RBC Capital Markets has an interesting overview of weather's impact on the energy production coming out of the Bakken. While the country was suffering through one of the worst winters in the past couple of decades; North Dakota was experiencing Siberian like conditions throughout the winter months.
Obviously this had major impacts to drilling activity especially well completion in the region. This frigid weather also affected operating results of Bakken E&P concerns in the first quarter of the year.
However, the region is experiencing a warm spring and drilling activity is starting to accelerate. After only 70 new wells were completed in the region in February, 200 wells were completed in March. Look for this upward trend to continue throughout spring. March saw record production levels for the first time since November and the Bakken should cross the 1mm barrels per day of oil level sometime in mid-year.
This warmer weather and increased drilling activity is just one more reason to buy some of the more attractive plays in the space. Here are two that look undervalued here on a long term perspective at current levels.
Kodiak & Gas (NYSE:KOG) is a midsized (~$3.5B market capitalization) I continue to own and like. It has one of the lowest five year projected PEGs (.37) within my growth portfolio. Kodiak has attractive acreage within the Bakken and it roughly doubled production in 2013 year-over-year. Proven reserves also posted gains of more than 75% for the year. Growth should slow down in the next couple of years, but the company still has approximately a dozen years of inventory to drill.

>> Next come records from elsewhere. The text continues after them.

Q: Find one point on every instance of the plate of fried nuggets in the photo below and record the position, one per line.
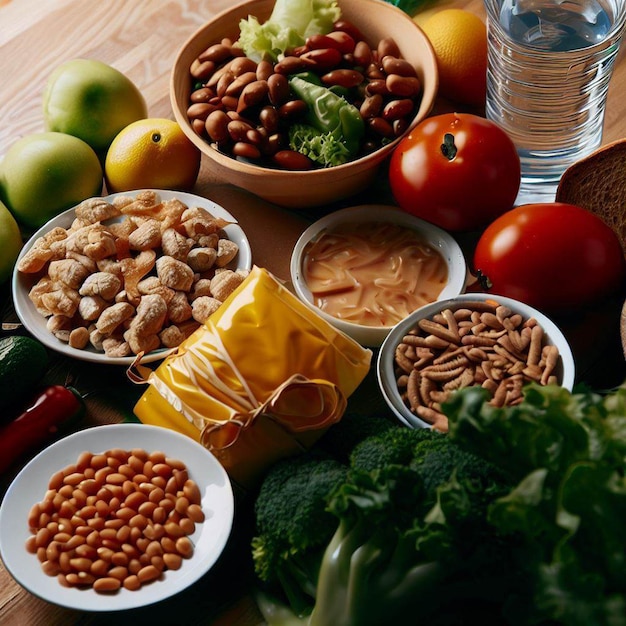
(128, 274)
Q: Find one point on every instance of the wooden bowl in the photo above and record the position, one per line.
(376, 19)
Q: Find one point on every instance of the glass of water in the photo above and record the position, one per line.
(549, 67)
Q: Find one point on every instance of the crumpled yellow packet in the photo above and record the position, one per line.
(262, 379)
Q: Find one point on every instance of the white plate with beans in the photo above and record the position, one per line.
(116, 517)
(63, 302)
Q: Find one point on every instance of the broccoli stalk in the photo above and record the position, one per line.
(371, 572)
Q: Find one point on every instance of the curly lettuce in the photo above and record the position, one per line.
(290, 23)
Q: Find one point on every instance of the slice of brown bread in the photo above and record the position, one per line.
(598, 183)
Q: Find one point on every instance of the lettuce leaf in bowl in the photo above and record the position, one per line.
(290, 23)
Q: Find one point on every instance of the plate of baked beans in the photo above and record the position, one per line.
(116, 517)
(128, 274)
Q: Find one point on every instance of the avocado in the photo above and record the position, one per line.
(23, 362)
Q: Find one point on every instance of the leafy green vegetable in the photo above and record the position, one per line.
(322, 148)
(389, 545)
(515, 517)
(567, 452)
(330, 114)
(408, 6)
(290, 23)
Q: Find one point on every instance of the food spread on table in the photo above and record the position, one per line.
(505, 503)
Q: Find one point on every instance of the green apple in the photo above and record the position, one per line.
(10, 243)
(46, 173)
(91, 100)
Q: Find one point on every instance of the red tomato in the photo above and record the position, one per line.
(456, 170)
(553, 256)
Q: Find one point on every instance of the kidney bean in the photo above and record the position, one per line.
(362, 54)
(322, 58)
(380, 126)
(217, 53)
(348, 27)
(394, 65)
(200, 110)
(378, 86)
(387, 46)
(396, 109)
(403, 86)
(246, 150)
(292, 108)
(293, 64)
(237, 85)
(269, 118)
(241, 65)
(343, 78)
(343, 41)
(264, 70)
(201, 70)
(252, 94)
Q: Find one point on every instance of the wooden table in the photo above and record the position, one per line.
(141, 38)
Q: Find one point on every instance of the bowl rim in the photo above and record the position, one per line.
(455, 259)
(429, 94)
(384, 362)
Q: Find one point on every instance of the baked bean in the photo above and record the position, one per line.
(106, 584)
(394, 65)
(108, 533)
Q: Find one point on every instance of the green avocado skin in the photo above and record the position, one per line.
(23, 362)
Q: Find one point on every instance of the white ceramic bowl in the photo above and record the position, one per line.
(565, 369)
(373, 336)
(35, 323)
(376, 20)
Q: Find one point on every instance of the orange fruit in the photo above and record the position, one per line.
(459, 39)
(151, 154)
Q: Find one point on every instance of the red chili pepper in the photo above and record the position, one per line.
(50, 410)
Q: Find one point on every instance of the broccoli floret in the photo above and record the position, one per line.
(293, 525)
(397, 445)
(323, 148)
(401, 501)
(340, 439)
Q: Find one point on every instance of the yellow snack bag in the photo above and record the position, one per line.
(262, 379)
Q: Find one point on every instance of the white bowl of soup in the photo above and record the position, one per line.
(366, 268)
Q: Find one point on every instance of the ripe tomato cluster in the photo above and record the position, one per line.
(462, 173)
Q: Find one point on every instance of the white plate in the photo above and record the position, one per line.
(29, 487)
(35, 323)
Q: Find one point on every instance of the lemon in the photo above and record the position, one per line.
(151, 154)
(10, 243)
(91, 100)
(459, 39)
(46, 173)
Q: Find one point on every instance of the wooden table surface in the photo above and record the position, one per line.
(141, 38)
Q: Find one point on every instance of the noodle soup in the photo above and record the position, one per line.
(365, 268)
(372, 273)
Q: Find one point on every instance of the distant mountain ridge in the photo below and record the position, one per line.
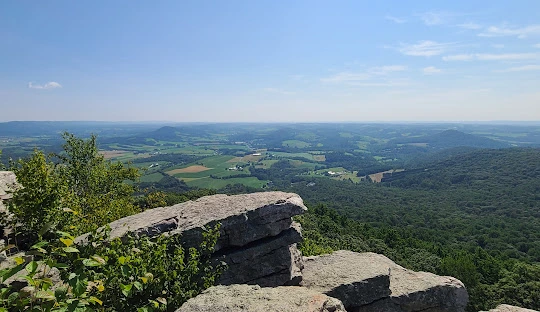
(453, 138)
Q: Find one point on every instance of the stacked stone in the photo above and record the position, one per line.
(257, 235)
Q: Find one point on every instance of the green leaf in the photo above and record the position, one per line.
(65, 234)
(60, 293)
(70, 249)
(5, 274)
(98, 259)
(95, 300)
(126, 271)
(91, 262)
(138, 285)
(45, 228)
(7, 248)
(126, 289)
(31, 267)
(60, 265)
(78, 285)
(67, 241)
(46, 295)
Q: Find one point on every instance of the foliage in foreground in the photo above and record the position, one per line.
(78, 179)
(128, 274)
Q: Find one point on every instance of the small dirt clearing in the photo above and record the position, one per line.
(190, 169)
(112, 154)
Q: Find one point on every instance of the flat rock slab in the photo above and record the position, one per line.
(509, 308)
(268, 262)
(416, 291)
(243, 218)
(240, 298)
(354, 278)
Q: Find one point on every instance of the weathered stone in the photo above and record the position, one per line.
(354, 278)
(243, 218)
(266, 262)
(417, 291)
(509, 308)
(237, 298)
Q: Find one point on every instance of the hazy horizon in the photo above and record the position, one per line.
(270, 61)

According to the current consensus, earnings should increase by a third this year over 2013's levels with another 25% penciled in for FY2015. Kodiak is going for a very reasonable 12.5x 2015 consensus earnings per share and ~6x operating cash flow for this fast growing production play.

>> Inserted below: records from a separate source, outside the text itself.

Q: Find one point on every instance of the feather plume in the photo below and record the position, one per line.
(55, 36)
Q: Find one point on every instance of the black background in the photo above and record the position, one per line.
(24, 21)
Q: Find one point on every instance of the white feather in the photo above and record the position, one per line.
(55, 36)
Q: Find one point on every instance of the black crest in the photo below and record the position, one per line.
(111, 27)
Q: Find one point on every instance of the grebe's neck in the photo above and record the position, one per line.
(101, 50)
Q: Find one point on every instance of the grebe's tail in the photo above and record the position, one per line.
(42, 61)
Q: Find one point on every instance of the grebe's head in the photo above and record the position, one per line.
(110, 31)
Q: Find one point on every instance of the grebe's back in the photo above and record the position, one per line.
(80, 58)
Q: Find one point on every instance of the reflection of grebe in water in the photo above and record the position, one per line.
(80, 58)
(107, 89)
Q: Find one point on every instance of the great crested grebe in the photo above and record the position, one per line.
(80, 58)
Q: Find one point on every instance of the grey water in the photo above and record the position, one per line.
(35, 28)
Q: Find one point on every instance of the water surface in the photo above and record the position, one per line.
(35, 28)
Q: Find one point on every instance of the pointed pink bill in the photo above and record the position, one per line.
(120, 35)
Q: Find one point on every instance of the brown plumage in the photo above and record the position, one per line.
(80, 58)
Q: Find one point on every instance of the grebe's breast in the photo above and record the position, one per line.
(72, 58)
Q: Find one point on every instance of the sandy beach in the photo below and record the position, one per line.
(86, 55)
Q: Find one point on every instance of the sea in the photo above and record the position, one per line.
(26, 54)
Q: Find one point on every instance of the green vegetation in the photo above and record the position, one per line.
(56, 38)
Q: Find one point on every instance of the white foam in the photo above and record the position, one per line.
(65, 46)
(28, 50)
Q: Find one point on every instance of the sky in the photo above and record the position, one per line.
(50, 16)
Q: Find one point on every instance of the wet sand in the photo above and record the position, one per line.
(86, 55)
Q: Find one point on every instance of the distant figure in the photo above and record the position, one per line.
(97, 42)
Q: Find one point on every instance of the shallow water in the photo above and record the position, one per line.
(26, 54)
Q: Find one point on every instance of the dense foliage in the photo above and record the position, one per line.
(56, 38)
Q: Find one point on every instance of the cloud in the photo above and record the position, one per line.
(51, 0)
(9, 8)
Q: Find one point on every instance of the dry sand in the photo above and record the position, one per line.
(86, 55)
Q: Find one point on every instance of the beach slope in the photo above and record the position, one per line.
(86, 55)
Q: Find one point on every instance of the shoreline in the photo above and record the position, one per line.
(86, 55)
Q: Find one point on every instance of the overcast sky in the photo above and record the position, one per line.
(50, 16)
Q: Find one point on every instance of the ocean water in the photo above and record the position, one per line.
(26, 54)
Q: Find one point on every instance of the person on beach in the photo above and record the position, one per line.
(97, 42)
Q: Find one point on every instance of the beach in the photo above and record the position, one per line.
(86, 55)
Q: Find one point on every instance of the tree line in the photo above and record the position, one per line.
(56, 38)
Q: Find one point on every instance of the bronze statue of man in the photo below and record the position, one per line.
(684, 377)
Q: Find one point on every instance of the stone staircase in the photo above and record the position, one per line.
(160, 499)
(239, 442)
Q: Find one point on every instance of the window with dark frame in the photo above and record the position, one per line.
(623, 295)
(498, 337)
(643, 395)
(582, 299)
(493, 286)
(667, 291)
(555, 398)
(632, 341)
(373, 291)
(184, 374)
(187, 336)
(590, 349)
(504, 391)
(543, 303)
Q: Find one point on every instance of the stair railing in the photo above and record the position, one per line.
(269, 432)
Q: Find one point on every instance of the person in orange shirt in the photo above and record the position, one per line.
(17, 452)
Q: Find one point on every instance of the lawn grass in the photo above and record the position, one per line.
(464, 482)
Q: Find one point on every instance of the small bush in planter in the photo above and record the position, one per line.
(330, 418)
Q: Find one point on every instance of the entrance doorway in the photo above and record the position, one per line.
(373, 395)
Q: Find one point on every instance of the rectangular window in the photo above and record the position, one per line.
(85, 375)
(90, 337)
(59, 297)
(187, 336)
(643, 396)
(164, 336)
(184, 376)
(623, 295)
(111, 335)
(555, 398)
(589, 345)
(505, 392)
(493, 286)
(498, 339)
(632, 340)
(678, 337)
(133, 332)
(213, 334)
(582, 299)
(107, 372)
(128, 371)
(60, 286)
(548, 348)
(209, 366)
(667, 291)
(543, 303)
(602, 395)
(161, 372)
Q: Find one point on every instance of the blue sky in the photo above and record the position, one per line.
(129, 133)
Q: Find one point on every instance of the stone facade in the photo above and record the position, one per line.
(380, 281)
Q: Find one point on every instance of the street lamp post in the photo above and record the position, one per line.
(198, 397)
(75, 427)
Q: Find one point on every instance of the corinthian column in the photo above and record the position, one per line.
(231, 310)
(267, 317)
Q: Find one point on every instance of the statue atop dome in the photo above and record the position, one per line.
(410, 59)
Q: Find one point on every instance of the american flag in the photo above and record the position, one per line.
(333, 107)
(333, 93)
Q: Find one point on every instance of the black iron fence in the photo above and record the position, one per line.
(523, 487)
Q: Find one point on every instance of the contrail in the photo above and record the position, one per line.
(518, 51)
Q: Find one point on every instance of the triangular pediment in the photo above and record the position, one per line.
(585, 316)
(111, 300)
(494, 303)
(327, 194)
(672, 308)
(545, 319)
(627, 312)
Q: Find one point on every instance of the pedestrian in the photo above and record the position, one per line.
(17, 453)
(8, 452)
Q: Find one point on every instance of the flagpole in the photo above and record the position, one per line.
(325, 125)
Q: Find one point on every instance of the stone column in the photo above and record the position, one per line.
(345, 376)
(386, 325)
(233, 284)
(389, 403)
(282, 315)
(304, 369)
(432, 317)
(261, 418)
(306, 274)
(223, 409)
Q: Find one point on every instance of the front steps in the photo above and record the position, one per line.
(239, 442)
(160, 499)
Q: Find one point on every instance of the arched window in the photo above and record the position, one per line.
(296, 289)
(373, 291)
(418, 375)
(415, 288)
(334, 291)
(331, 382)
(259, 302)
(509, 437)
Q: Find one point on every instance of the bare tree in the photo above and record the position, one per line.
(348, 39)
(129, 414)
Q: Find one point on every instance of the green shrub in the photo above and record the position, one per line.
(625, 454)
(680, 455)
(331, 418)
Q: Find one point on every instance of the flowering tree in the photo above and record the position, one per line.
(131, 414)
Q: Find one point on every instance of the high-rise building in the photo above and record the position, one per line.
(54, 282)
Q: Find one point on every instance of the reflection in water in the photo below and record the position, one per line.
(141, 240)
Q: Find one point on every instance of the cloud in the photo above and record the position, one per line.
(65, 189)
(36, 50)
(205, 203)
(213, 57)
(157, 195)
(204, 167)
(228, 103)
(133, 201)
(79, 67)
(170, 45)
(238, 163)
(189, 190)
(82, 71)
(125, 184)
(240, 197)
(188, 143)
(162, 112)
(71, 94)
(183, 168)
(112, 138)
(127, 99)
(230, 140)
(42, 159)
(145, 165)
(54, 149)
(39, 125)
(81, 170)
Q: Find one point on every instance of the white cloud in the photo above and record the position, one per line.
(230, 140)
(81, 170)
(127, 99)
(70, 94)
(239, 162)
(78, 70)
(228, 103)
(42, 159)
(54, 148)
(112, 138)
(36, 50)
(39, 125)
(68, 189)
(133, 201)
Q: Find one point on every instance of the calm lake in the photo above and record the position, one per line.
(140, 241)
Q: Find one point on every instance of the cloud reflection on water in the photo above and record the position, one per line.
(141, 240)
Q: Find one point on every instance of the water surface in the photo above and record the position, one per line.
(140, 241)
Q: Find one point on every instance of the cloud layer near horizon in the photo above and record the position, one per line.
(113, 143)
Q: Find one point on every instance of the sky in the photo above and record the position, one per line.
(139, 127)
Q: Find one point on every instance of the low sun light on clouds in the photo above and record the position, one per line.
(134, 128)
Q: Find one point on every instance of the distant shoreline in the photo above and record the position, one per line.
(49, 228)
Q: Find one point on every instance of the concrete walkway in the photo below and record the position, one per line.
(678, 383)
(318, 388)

It is hard to talk about E&P concerns in the Bakken without mentioning Continental Resources (NYSE:CLR). It is one of the pioneers using fracking technology and is the biggest leaseholder in the Bakken. Although not as cheap based on long term earnings prospects as Kodiak, Continental still sports a five year projected PEG of under 1 (.81).

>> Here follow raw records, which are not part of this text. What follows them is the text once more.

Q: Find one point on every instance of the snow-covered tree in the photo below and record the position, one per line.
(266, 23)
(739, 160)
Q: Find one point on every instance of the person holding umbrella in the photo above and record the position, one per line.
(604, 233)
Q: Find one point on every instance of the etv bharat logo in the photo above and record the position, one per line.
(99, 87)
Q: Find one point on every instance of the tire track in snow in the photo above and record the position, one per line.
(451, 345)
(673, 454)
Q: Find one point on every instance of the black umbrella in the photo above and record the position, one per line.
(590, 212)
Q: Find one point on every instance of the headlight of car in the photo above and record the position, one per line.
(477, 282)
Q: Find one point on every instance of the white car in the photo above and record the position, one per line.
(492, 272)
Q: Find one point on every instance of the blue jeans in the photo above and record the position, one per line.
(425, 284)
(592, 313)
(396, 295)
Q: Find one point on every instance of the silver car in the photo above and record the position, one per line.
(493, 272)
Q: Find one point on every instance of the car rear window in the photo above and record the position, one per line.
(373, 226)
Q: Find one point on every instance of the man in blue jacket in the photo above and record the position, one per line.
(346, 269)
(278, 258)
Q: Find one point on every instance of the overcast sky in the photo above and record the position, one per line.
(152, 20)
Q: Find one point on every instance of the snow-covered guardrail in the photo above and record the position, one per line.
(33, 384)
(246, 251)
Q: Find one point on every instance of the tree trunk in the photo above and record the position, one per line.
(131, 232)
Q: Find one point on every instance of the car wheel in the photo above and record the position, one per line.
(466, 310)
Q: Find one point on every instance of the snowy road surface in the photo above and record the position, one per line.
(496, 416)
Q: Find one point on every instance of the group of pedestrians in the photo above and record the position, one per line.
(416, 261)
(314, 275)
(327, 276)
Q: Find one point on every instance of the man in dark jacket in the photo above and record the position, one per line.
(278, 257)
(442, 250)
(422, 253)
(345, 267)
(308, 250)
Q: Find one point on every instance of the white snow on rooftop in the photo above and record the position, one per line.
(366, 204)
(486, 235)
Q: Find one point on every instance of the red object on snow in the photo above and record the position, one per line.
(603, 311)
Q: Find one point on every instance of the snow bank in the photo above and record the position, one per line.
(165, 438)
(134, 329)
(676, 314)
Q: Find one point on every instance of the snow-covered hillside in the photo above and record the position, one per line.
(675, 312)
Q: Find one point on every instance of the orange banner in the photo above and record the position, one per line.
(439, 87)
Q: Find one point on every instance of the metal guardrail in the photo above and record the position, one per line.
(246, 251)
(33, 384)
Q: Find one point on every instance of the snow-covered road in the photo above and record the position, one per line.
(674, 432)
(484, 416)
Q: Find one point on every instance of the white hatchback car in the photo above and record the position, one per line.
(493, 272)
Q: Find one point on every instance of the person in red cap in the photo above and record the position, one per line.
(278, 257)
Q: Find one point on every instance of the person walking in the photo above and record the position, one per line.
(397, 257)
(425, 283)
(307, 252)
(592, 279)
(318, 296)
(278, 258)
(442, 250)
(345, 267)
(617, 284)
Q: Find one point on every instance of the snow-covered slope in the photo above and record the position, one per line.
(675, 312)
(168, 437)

Consensus earnings estimates for both FY2014 & FY2015 have started to move up again over the last two months. Revenues should be up over 25% year-over-year and earnings should post better than a 30% increase over 2013's levels. The shares are selling at just under 20x forward earnings. This is a ~15% premium over the overall market multiple but reasonable in light of Continental's more favorable growth prospects than the average S&P 500 stock.
Disclosure: I am long KOG. I wrote this article myself, and it expresses my own opinions. I am not receiving compensation for it (other than from Seeking Alpha). I have no business relationship with any company whose stock is mentioned in this article.